Palazzo Medici Riccardi in Florence

A Bit of History

In the 15th century, Cosimo the Elder commissioned Filippo Brunelleschi to design a palace for the Medici family, but when he saw his project (originally intended for Piazza San Lorenzo), he rejected it and decided to commission Michelozzo instead. He understood his fellow citizens well and knew that a building that was too lavish would draw controversy. For this reason, he chose a more balanced project. The construction began in 1444 and ended in 1459. It was the first Renaissance palace in Florence, and Piero The Gouty, Lorenzo the Magnificent and Alessandro Duke of Penna all lived there.
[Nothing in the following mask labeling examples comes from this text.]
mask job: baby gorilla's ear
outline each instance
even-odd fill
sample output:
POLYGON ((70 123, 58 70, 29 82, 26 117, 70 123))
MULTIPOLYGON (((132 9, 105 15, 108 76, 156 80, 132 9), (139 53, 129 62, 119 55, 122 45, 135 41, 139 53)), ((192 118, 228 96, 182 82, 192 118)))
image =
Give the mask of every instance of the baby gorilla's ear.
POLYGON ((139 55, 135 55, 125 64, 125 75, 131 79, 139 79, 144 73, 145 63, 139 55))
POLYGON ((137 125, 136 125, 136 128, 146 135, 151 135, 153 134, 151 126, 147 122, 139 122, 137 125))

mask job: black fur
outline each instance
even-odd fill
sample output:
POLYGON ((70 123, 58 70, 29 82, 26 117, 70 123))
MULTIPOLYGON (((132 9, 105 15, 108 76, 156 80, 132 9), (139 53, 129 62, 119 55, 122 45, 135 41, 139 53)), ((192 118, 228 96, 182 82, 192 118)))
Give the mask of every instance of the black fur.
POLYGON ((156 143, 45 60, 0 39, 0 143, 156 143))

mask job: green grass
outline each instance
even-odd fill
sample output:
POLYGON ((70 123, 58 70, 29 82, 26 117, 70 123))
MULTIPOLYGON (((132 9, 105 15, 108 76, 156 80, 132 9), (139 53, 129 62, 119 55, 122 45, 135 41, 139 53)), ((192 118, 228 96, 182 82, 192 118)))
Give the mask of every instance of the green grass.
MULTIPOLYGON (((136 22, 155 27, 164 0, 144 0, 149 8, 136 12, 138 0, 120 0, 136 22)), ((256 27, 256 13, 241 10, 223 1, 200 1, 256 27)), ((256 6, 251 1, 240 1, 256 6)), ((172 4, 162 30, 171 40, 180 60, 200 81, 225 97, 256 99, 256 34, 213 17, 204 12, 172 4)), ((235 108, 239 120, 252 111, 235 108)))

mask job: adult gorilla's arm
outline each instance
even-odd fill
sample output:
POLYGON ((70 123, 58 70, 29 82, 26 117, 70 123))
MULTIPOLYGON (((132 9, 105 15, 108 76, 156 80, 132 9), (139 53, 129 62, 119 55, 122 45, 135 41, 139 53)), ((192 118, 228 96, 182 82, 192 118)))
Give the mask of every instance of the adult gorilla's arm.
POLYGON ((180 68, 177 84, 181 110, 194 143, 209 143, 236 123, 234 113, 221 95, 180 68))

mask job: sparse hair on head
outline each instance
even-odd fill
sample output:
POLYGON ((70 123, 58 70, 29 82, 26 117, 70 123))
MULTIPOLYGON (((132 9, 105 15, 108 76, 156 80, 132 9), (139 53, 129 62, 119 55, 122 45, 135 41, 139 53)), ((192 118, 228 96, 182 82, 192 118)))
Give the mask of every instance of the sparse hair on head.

In 1517, Michelangelo Buonarroti closed its loggia which was followed by other modifications up until the 18th century. The marquis Gabriello Riccardi bought the palace from Ferdinand II in 1670, and from 1688 the marquis Francesco commissioned Giovan Battista Foggini to build the monumental staircase, to modify the courtyard, and to enlarge the façade in via Larga (now via Cavour). In 1720, the palace was named Riccardi. It was purchased by the Grand Ducal Government in 1814 and it housed the Ministry of the Interior of the Kingdom of Italy.

The façade has one row of rectangular windows and two rows of windows bearing Medici and Riccardi coats of arms. Its expansion was carried out on the basis of Michelozzo’s model, and this is a rare example of a Renaissance perspective in the Baroque period. There is a courtyard with composite columns, built by Michelozzo, and on the Piano Nobile (first floor) it is possible to admire the Procession of the Magi, a fresco cycle made by Benozzo Gozzoli. The Our Lady of Palazzo Medici-Riccardi, by Filippo Lippi, and the Hall of Mirrors, by Luca Giordano, are also stunning.

There are two libraries inside the palace; the Ricardian Library and the Morenian Library. Palazzo Medici Riccardi can be reached by ATAF bus lines 14,23 and C1, or by taxi.